Здание суда, приземистое и некрасивое, казалось в солнечных лучах старой добродушной жабой, выбравшейся на свет и греющей на припёке морщинистые бока; Тория привычно скользнула взглядом по круглой тумбе перед железными дверями суда. На дверях были вычеканены два грозных слова: «Бойся правосудия!», а на тумбе помещалась небольшая виселица с тряпичной куклой в петле.

Рядом со зданием суда высилась башня с зарешечёнными окнами; у входа в неё дремали стражники, а чуть поодаль чинно беседовали трое в серых плащах с капюшонами — служители священного привидения Лаш; небо висело над площадью, подобно огромному голубому парусу.

Тория блаженно вздохнула — солнце лежало у неё на лице, как тёплые ладони. Кот вскочил на подоконник и уселся рядом, Тория уронила руку ему на загривок — и вдруг ощутила ни с чем не сравнимое чувство своей породнённости и с этой площадью, и с этим городом, с книгами, с котом, с университетом… И тогда она счастливо улыбнулась — едва ли не впервые за прошедший чёрный год.

А толпа галдела, толпа вертелась, как пёстрое варево в котле, и взгляд Тории беспечно скользил по шляпам и зонтикам, мундирам, букетам, лоткам с пирогами, по чумазым и напомаженным лицам, кружевам, заплатам, шпорам — когда в этой возбуждённой круговерти вниманием её завладел один чрезвычайно странный человек.
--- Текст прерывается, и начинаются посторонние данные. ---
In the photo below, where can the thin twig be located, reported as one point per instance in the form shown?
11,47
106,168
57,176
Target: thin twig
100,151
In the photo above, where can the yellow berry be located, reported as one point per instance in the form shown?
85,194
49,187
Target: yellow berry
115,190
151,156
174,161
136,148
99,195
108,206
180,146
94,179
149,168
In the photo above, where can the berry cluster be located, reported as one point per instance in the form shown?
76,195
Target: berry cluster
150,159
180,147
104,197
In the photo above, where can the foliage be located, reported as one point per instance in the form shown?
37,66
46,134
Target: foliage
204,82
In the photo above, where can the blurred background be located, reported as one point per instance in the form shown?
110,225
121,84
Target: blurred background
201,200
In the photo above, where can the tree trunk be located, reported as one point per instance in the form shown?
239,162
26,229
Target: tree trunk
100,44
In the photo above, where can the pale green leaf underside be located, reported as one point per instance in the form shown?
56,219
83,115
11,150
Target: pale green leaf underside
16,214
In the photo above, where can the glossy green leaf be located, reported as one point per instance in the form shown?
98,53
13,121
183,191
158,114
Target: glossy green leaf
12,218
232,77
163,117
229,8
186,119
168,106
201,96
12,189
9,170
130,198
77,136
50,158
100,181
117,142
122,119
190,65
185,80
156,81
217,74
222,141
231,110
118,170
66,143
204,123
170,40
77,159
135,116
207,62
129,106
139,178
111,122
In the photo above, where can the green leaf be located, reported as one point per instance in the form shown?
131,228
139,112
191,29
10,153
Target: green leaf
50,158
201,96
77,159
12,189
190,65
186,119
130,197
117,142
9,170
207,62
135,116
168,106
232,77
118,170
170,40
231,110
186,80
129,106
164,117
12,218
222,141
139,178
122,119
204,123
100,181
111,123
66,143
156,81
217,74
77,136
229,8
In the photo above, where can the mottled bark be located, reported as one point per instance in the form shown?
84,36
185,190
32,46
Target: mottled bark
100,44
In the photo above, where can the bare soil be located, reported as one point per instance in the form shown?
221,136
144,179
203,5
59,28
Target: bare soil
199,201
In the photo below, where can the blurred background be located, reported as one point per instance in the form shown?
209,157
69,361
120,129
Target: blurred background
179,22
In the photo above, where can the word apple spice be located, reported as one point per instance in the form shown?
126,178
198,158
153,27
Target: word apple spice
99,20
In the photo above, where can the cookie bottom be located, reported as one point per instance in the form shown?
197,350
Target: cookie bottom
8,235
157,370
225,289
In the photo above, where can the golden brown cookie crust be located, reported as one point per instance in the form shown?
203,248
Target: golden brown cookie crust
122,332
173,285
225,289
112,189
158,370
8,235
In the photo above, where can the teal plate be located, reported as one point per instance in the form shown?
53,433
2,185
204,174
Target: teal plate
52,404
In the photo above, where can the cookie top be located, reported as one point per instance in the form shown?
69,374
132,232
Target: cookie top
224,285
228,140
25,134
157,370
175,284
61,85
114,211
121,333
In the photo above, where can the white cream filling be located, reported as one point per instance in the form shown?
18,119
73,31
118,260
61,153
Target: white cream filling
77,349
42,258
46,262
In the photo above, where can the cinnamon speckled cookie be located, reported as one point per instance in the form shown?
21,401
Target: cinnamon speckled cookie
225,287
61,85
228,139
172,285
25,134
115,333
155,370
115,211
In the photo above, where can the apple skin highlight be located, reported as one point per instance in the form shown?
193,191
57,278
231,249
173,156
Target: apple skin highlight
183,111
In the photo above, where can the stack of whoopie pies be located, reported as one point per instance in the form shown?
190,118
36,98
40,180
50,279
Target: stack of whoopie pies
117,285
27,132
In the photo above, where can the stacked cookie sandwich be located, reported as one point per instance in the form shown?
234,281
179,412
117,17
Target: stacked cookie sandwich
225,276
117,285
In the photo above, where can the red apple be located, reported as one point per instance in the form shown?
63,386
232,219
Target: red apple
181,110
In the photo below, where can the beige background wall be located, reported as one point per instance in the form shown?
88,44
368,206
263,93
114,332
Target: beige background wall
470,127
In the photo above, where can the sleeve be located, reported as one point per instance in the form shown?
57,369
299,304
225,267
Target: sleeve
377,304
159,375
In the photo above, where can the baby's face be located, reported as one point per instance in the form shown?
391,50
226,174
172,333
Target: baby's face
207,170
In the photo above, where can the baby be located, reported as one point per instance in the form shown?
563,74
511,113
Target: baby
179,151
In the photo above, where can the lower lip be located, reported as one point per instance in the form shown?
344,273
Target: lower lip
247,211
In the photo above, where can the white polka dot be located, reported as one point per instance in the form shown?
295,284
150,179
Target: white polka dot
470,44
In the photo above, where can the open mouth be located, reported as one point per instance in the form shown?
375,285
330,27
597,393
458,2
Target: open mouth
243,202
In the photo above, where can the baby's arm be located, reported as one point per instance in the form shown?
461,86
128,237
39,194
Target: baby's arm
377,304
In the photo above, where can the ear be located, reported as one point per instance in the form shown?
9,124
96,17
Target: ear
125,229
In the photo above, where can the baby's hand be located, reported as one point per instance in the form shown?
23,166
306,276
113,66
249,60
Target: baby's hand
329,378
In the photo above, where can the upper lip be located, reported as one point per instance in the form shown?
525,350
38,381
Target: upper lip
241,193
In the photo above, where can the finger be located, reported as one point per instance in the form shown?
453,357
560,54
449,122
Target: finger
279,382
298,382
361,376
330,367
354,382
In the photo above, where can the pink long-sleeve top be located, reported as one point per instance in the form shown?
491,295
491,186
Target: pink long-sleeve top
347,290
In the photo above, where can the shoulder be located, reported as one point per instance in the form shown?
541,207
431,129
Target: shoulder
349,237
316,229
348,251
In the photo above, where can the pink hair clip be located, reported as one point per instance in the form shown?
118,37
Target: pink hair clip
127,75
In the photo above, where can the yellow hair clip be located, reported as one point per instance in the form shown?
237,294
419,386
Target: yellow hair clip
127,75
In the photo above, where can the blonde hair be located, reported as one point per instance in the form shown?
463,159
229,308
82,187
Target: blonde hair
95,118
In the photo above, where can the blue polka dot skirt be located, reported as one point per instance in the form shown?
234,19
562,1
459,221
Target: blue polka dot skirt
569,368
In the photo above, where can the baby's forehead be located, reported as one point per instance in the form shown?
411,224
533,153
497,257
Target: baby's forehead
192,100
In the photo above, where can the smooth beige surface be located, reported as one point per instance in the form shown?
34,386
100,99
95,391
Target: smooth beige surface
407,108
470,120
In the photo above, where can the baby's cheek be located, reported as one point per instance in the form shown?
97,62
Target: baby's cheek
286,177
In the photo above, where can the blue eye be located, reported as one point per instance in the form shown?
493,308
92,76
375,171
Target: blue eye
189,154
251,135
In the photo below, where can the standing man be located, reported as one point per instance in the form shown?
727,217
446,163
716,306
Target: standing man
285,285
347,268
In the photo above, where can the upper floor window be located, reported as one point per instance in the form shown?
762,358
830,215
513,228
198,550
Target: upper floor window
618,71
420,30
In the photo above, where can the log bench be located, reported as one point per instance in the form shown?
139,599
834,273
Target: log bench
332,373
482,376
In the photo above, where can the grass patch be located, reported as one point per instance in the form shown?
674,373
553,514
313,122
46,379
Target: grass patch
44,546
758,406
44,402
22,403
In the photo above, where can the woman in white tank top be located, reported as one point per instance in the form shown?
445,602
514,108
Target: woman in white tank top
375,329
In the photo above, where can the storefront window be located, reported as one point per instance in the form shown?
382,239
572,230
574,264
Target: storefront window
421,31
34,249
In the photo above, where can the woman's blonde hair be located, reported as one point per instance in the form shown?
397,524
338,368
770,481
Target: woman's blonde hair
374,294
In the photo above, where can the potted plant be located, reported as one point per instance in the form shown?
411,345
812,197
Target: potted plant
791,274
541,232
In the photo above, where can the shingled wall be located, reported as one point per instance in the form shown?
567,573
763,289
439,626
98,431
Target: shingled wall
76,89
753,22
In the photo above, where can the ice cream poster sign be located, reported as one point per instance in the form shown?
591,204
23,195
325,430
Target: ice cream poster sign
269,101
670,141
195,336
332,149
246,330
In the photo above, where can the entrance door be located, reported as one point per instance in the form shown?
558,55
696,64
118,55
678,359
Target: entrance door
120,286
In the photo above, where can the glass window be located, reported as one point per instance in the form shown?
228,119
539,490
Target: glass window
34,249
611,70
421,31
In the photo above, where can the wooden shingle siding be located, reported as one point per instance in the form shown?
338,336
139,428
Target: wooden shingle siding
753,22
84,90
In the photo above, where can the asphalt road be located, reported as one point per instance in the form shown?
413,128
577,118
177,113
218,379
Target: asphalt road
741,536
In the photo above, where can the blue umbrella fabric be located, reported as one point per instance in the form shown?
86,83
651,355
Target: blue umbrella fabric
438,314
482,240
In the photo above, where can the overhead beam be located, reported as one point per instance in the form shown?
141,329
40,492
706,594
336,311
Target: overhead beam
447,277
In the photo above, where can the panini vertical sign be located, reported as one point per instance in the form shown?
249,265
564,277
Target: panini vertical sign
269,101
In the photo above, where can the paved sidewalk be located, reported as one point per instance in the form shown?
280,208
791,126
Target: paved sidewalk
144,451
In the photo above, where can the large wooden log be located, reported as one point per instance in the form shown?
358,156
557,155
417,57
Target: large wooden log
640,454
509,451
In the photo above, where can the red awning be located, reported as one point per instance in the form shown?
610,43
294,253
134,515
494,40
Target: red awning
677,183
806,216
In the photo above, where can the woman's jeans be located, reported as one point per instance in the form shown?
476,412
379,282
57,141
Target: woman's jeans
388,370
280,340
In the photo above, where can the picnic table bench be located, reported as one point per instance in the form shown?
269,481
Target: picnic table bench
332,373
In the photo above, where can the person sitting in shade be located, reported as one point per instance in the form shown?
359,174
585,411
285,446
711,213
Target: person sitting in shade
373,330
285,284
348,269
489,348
Тория прищурилась; человек то и дело скрывался от неё в толчее, но это не помешало ей уже издали подметить некую несообразность в его поведении. Он, казалось, не по людной площади шёл — а пробирался по кочкам в зыбучей трясине.

Удивлённая Тория вглядывалась всё внимательнее. Человек двигался по сложному, заранее определённому маршруту; вот, добравшись до фонарного столба, он вцепился в него руками и некоторое время стоял, опустив голову, будто отдыхая. Потом, определив, по-видимому, следующую вешку в своём нелёгком пути, медленно, будто через силу, двинулся дальше.

Происходящее вокруг, казалось, совсем не интересовало его — а ведь судя по всему, он вовсе не был бывалым горожанином, скорее наоборот — изрядно пообносившийся на деревенских дорогах бродяга. Один вид красно-белого патруля со шпагами и шпорами заставил его шарахнуться так, что продавец печёных яблок едва не оказался опрокинутым на землю. Послышались крики и ругань; странный бродяга снова шарахнулся — в противоположную сторону.

Как ни сложен, изломан и извилист оказался путь наблюдаемого Торией человека — но целью его был, похоже, университет. Медленно, но неуклонно незнакомец подходил всё ближе и ближе; она сумела, наконец, разглядеть его лицо.